Aranhas dependentes químicas

Esse experimento foi realizado em 1955 por cientistas das NASA e, seu objetivo era testar como esses aracnídeos reagiriam a substâncias químicas alucinógenas. Os pesquisadores queriam perceber como as influenciariam na produção de teia desses animais. Ao dopar as aranhas, eles notaram que, por incrível que pareça, a cafeína foi a que mais mudou as ações desses bichos, resultando em uma teia disforme e desorganizada.

O cachorro sem corpo

O médico soviético Sergei Brukhonenko, criou uma máquina primitiva que exercia as funções do coração e do pulmão.  E com o auxílio desse aparelho, ele fez experiências para manter viva a cabeça de um cachorro que não possuía o resto de seu corpo. O cão respondeu a estímulos e se moveu um pouco, pois seu sangue era drenado e reiniciado por uma máquina que o devolvia novamente.

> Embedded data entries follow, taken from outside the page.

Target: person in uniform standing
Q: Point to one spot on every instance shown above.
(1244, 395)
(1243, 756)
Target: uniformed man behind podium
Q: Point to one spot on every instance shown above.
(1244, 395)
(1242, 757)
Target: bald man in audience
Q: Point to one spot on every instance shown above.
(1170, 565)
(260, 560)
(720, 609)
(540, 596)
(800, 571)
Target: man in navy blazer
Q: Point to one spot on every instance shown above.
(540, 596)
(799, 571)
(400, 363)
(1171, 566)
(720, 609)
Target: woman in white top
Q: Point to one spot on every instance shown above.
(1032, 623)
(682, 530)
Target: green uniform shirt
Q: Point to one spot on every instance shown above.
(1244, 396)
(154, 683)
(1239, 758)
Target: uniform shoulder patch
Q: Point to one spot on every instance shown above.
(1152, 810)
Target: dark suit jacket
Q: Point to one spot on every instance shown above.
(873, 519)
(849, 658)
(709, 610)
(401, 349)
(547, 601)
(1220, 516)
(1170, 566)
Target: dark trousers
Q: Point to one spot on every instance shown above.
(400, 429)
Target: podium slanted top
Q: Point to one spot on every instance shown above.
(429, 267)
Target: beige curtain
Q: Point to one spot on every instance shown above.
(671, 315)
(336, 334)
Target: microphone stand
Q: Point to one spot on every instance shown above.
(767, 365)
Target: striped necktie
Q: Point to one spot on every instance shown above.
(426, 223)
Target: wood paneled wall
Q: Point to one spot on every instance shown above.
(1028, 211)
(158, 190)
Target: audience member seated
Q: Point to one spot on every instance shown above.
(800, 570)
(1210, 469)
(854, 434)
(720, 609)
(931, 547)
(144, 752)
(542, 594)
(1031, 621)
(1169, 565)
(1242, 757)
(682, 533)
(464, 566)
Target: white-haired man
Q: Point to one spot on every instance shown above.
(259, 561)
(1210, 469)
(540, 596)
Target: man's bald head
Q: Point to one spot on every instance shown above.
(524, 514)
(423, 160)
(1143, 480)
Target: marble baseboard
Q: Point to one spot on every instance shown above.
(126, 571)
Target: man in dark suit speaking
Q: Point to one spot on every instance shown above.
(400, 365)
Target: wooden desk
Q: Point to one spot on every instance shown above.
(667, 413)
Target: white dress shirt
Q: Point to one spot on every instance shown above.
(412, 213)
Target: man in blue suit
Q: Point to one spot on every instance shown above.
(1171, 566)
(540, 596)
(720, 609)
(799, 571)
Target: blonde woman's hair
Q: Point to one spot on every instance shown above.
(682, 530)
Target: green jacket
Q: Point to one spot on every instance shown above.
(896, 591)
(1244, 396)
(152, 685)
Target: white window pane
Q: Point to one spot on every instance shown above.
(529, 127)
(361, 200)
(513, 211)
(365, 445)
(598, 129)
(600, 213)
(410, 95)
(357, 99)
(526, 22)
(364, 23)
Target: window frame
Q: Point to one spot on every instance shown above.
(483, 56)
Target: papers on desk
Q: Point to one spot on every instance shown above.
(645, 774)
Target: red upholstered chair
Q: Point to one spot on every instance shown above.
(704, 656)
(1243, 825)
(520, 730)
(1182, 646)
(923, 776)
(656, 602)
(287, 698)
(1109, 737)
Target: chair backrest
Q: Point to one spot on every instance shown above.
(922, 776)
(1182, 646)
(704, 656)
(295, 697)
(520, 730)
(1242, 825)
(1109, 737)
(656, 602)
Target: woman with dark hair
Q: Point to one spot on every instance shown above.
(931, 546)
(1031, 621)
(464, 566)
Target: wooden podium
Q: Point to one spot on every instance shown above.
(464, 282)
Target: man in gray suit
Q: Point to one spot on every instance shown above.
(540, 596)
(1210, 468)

O terrível cão de duas cabeças

Por mais grotesco e surreal que pareça, a verdade é que esse experimento científico aconteceu mesmo, isso nos anos 50. O cientista Russo Vladimir  Demikhov não implantou apenas a cabeça, mas toda parte dianteira de um filhote, no pescoço de um pastor alemão. Esse pesquisador criou depois mais 20 cães de duas cabeças. E o pior de tudo é que esses animais não conseguiam viver mais que um mês.

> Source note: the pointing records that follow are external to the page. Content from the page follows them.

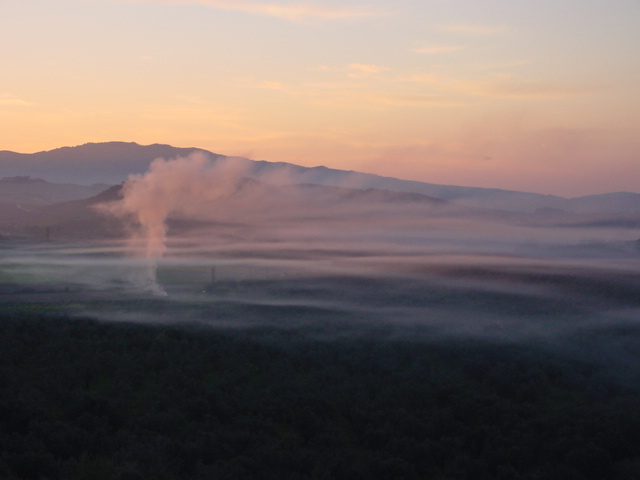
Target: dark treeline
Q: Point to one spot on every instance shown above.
(86, 400)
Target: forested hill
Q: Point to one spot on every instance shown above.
(87, 400)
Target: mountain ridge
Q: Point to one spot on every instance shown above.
(112, 162)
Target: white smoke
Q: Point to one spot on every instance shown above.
(188, 187)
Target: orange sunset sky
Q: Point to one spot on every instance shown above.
(532, 95)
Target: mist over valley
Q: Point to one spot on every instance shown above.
(460, 288)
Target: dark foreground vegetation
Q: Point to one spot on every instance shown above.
(86, 400)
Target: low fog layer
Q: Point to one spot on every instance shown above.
(200, 241)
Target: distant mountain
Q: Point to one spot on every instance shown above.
(107, 163)
(29, 191)
(111, 162)
(252, 204)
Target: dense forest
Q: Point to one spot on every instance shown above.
(81, 399)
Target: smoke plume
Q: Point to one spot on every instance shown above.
(186, 187)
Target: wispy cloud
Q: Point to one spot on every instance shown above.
(475, 29)
(8, 99)
(296, 11)
(437, 49)
(364, 70)
(503, 86)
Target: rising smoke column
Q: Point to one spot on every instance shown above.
(184, 186)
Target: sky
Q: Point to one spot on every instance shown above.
(533, 95)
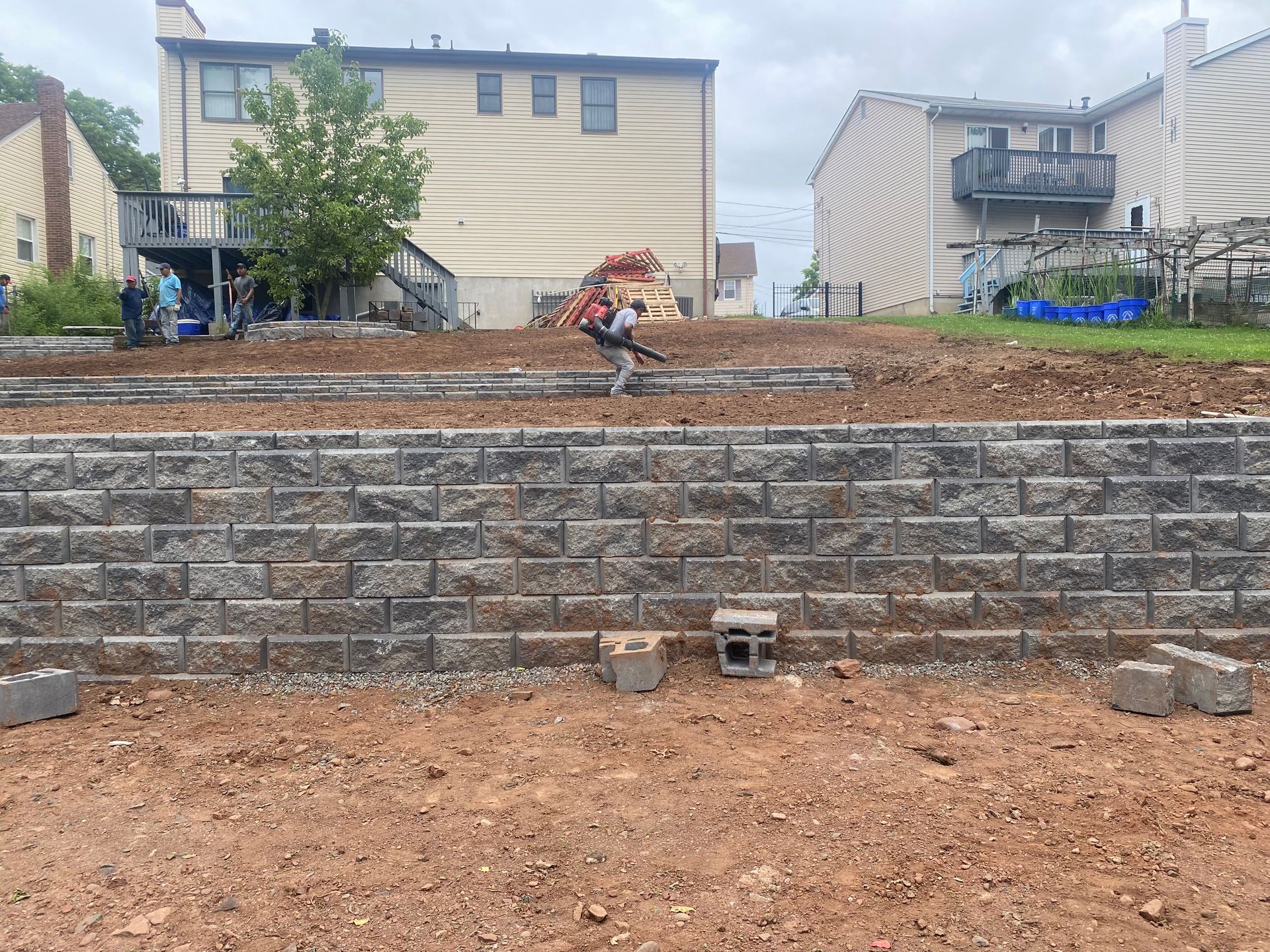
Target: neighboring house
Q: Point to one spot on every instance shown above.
(56, 200)
(738, 266)
(542, 163)
(905, 175)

Transplante de cabeça de macaco

O mundo estava passando pelo período da Guerra Fria, e com o feito do Russo Vladimir Demikhov, os Estados Unidos ficou um pouco irritado. Com isso, na tentativa de mostrar que seus cirurgiões eram melhores, o governo americano financiou Robert White em uma série de experimentos que resultaram no primeiro transplante de cabeça de macaco do mundo, isso ocorreu no ano de 1970. Quando acordou, o macaco esboçou reações de raiva e insatisfação. Infelizmente a cobaia sobreviveu por apenas um dia e meio.

O rato-orelha

Esse experimento foi muito polêmico, porque os cientistas construíram uma orelha a partir de células de cartilagem de humanos nas costas de um ratinho. O bicho ficou conhecido com rato-orelha por isso. A intenção do médico Vacanti ao fazer isso, era de mostrar que uma orelha, ou outros órgãos, podem ser criados em laboratório para depois serem usados em implantes.

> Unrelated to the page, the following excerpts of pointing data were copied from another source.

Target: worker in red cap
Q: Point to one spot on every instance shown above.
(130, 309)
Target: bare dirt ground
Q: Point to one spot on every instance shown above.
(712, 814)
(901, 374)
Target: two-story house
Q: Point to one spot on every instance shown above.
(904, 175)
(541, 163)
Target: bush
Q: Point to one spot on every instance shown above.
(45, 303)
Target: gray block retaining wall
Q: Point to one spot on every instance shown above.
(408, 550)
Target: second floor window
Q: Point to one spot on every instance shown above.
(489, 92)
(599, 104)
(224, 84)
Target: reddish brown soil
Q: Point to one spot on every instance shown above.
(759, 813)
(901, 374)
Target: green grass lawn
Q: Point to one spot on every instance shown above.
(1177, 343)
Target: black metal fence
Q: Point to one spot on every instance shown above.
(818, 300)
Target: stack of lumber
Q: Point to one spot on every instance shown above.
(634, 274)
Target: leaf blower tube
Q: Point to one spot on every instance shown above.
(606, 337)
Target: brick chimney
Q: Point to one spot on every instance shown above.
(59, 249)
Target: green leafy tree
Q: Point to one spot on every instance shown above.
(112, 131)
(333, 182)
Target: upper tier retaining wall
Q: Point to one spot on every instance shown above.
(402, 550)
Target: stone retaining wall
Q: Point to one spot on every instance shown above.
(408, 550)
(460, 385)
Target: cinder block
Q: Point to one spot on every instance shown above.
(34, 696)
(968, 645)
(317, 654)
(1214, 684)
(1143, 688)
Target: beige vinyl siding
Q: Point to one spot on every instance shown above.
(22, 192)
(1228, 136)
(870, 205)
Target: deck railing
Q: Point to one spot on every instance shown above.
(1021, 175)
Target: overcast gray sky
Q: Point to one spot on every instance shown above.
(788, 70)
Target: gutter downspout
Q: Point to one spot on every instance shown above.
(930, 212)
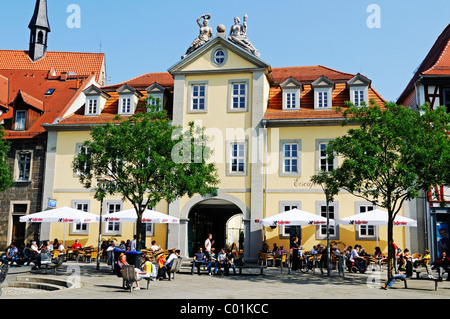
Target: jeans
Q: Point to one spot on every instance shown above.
(196, 264)
(391, 281)
(6, 259)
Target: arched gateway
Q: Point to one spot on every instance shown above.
(224, 216)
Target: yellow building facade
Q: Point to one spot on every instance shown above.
(267, 129)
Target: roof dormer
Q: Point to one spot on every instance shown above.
(291, 89)
(156, 94)
(323, 93)
(95, 100)
(359, 89)
(128, 99)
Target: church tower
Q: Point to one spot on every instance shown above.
(40, 28)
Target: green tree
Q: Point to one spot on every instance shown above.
(389, 156)
(146, 160)
(6, 174)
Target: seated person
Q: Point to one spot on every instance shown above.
(11, 255)
(423, 261)
(443, 264)
(146, 268)
(76, 245)
(199, 259)
(122, 261)
(154, 247)
(212, 263)
(400, 275)
(221, 262)
(230, 262)
(166, 264)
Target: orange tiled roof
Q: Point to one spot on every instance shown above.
(110, 110)
(306, 75)
(32, 86)
(144, 81)
(437, 62)
(77, 62)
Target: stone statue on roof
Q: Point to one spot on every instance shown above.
(238, 35)
(205, 35)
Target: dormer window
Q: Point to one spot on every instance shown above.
(92, 107)
(291, 94)
(128, 99)
(359, 90)
(95, 100)
(156, 93)
(125, 105)
(21, 118)
(323, 93)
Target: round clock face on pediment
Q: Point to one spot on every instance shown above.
(219, 56)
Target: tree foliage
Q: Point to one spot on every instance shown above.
(146, 159)
(6, 174)
(389, 155)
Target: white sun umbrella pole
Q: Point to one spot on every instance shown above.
(294, 217)
(149, 216)
(376, 217)
(64, 215)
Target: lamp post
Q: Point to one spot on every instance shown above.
(101, 184)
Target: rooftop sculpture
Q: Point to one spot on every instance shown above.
(238, 35)
(204, 36)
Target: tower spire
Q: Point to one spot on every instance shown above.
(39, 29)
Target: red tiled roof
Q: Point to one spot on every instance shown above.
(144, 81)
(437, 62)
(306, 75)
(110, 110)
(32, 86)
(28, 99)
(76, 62)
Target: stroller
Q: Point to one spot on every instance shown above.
(357, 265)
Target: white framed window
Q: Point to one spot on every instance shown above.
(156, 100)
(365, 232)
(80, 228)
(125, 105)
(238, 96)
(291, 100)
(198, 92)
(92, 107)
(333, 214)
(358, 97)
(23, 166)
(237, 158)
(78, 149)
(21, 119)
(291, 89)
(284, 207)
(112, 227)
(290, 157)
(219, 56)
(324, 163)
(322, 100)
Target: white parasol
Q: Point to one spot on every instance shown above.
(149, 216)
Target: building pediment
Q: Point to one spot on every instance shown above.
(235, 58)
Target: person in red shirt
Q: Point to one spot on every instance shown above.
(76, 245)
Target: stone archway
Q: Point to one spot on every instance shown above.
(206, 215)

As mães macacas artificias

A experiência foi feita pelo psicólogo Harry Harlow e consistia em colocar os filhotinhos de macaco, durante um ano, em ambientes fechados em laboratório, para que eles ficassem completamente isolados. Eles conviviam apenas com duas criaturas artificiais, que simulavam mães macacas. Foi observado que apesar da primeira mãe ser responsável pela amamentação dos filhotes, eles preferiam o modelo que lhes ofereciam, de certa forma, conforto e proteção. Os macaquinhos eram submetidos a experiências assustadoras e hostis, o que os deixavam com problemas psicológicos horríveis.

A cadela astronauta

Talvez você até já conheça a história da cachorrinha Laika. Ela se tronou o primeiro ser vivo a ir ao espaço, ao fazer isso, eles estavam testando a segurança das viagens espaciais para seres humanos. Mas porque isso foi tão cruel? Infelizmente, uma semana depois da decolagem, a cadelinha morreu devido à alta temperatura da nave, causada por uma falha nos sistemas térmicos do veículo.